"I'll lie still, and be very quiet, but I can't promise to sleep." She did sleep, though, in spite of herself, for when next she turned her head to see if the hands of the clock had moved at all, she found her husband sitting beside her, smiling at her.
"Why, however did you get here, dear? I never saw you come—nor heard a sound."
"I reckon I must have growed up out of the floor," said Peter, bending to kiss her. "Well, my girl, this isn't where I expected to see 'ee when I came back—but I'm so thankful to find you at all, I can't think of anything else."
"Oh, my dear, I'm so glad you've come," she cried, clinging to him passionately. "I never thought we should meet again in this world. Oh! Peter—what we've been through! Oh! That night! That awful night!"
He patted her soothingly, holding her hand in his. "I know, I know—but you must try not to dwell on it. If you throw yourself back, I shan't be allowed to come again."
Lucy put a great restraint upon herself. "They've told you:—poor granny is dead?" she whispered, but more calmly.
"Yes—they've told me. I believe I know the worst now. I've one bit of comfort, though, for all of us. I've just seen the doctor, and he says she was dead before the fire reached her. She must have died almost as soon as she lay down."
Then Lucy broke down and wept from sheer relief. "Oh, thank God," she said, fervently, "for taking her to Himself, and sparing her the horrors of that awful night. Thank Him, too, for Mona's sake. The thought that granny perished in the fire because no one reached her in time would have been the worst of all the thoughts weighing on her mind.

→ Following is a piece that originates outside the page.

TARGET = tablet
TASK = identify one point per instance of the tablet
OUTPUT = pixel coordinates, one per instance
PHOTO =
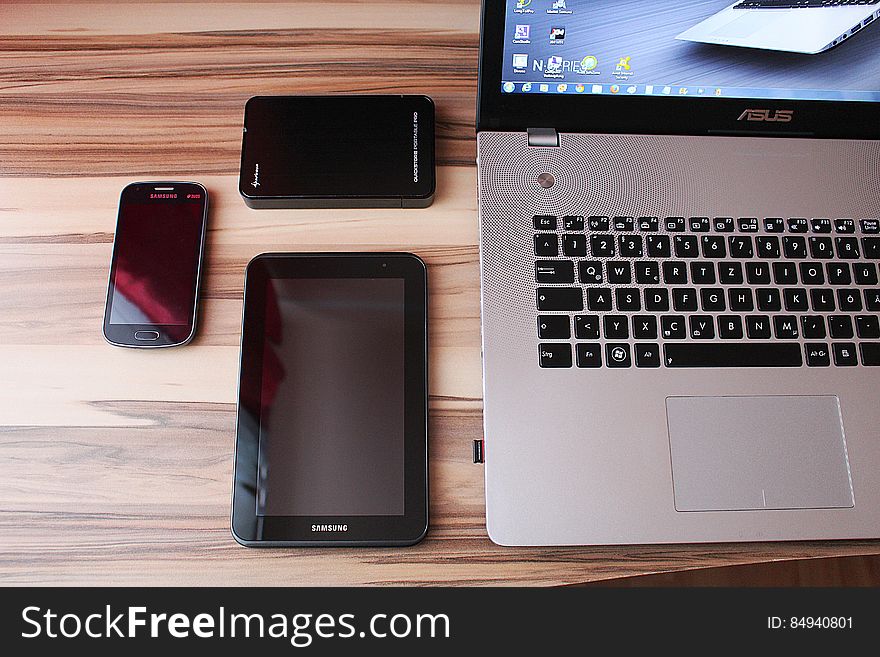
(331, 444)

She will be spared that now."
At that moment, though, Mona was troubled by no thoughts at all. She lay in her bed in the ward just as they had placed her there hours before, absolutely unconscious. If it had not been for the faint beating of her heart she might have been taken for dead. Doctors came and looked at her and went away again, the day nurses went off duty, and the night nurses came on and went off again, but still she showed no sign of life. With her head and her arms swathed in bandages, she lay with her eyes closed, her lips slightly parted. It was not until the following day, the day Granny Barnes was laid to rest in the little churchyard on the hill, that she opened her eyes on this world once more, and glanced about her, dazed and bewildered.
"Where?" she began. But before she had finished her sentence, her eyes closed.